I guess it's worth a try. Instead of removing PreserveVideoMemoryAllocations and therefore switching back from /proc/driver/nvidia/suspend to Kernel driver callback. 

So could you give this kernel option a try, please and readd PreserveVideoMemoryAllocations to nvidia options in modprobe.d snippet?

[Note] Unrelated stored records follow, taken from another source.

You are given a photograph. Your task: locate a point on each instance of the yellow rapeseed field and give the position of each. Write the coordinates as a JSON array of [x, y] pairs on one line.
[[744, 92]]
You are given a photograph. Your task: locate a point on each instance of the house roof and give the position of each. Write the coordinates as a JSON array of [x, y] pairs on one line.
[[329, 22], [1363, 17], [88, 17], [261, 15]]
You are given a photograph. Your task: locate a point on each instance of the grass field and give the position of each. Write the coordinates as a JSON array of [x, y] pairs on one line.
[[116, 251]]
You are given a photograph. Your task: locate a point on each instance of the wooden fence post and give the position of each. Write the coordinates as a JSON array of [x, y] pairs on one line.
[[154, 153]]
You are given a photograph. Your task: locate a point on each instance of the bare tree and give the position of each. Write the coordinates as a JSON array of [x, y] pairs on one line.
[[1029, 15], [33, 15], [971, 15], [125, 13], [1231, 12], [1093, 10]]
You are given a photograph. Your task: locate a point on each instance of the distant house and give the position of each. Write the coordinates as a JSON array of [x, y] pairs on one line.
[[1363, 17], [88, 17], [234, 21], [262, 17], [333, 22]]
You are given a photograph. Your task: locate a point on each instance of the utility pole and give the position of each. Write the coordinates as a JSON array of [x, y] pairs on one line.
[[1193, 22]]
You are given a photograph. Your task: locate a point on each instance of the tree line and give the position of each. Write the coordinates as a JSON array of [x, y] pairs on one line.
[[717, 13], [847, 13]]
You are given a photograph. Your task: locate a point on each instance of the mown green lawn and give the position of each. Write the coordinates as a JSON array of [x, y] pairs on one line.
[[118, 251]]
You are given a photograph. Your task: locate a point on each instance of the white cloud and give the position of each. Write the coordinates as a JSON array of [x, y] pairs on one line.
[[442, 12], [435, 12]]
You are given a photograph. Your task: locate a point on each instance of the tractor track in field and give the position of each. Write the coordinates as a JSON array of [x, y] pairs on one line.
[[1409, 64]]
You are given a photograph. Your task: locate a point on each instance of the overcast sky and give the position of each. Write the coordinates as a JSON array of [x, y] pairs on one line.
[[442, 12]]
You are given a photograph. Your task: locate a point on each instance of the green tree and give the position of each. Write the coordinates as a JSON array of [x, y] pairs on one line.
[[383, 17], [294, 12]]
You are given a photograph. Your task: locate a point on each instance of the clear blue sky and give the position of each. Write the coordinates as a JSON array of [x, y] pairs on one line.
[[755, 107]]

Also I double checked that PreserveVideoMemoryAllocations is needed when you want to make use of 

nvidia-suspend.service
nvidia-hibernate.service
nvidia-resume.service

This is checked by gdm. If these services are not enabled when using nvidia driver Wayland session isn't offered. Only Wayland.
Comment 9 Stefan Dirsch 2024-06-13 11:22:27 UTC
> This is checked by gdm. If these services are not enabled when using nvidia driver 
> Wayland session isn't offered. Only Wayland.

Only X11 of course!
Comment 10 Tobias Burnus 2024-06-13 12:06:33 UTC
Currently:
$ cat /sys/power/mem_sleep 
[s2idle]

I will check the mem_sleep_default=deep kernel parameter later.

* * *

Let's link the GNOME gdm commit, mentioned in this bug, for easier access:
https://gitlab.gnome.org/GNOME/gdm/-/commit/51181871e9db716546e9593216220389de0d8b03
Comment 11 Tobias Burnus 2024-06-13 19:30:01 UTC
"deep" does not seem to be supported on this system (which has an i7-13800H, Raptor Lake-P 6p+8e cores Host Bridge/DRAM Controller, ...).

dmesg confirms:

Kernel command line: ... mem_sleep_default=deep

But:
tux:~ # cat /sys/power/mem_sleep 
s2idle

https://www.kernel.org/doc/Documentation/power/states.txt states:

"These modes are "s2idle" (Suspend-To-Idle), "shallow" (Power-On Suspend) and "deep" (Suspend-To-RAM). The "s2idle" mode is always available, while the other ones are only available if supported by the platform (if not supported, the strings representing them are not present in /sys/power/mem_sleep).  The string representing the suspend mode to be used subsequently is enclosed in square brackets."

Which shows implies that I only have one. Albeit currently it is "s2idle" while before it was "[s2idle]".

Especially given that it is a laptop, I wonder why only
  Suspend-To-Idle / S0 / "s2idle" ("freeze")
and not
  Standby / Power-On Suspend / S1 / "shallow" ("standby")
  Suspend-to-RAM / S3 / "deep"
seem to be available.
Comment 12 Stefan Dirsch 2024-06-13 21:15:45 UTC
Thanks a lot for testing. Yeah, I think on newer systems like yours meanwhile only "s2idle" is left.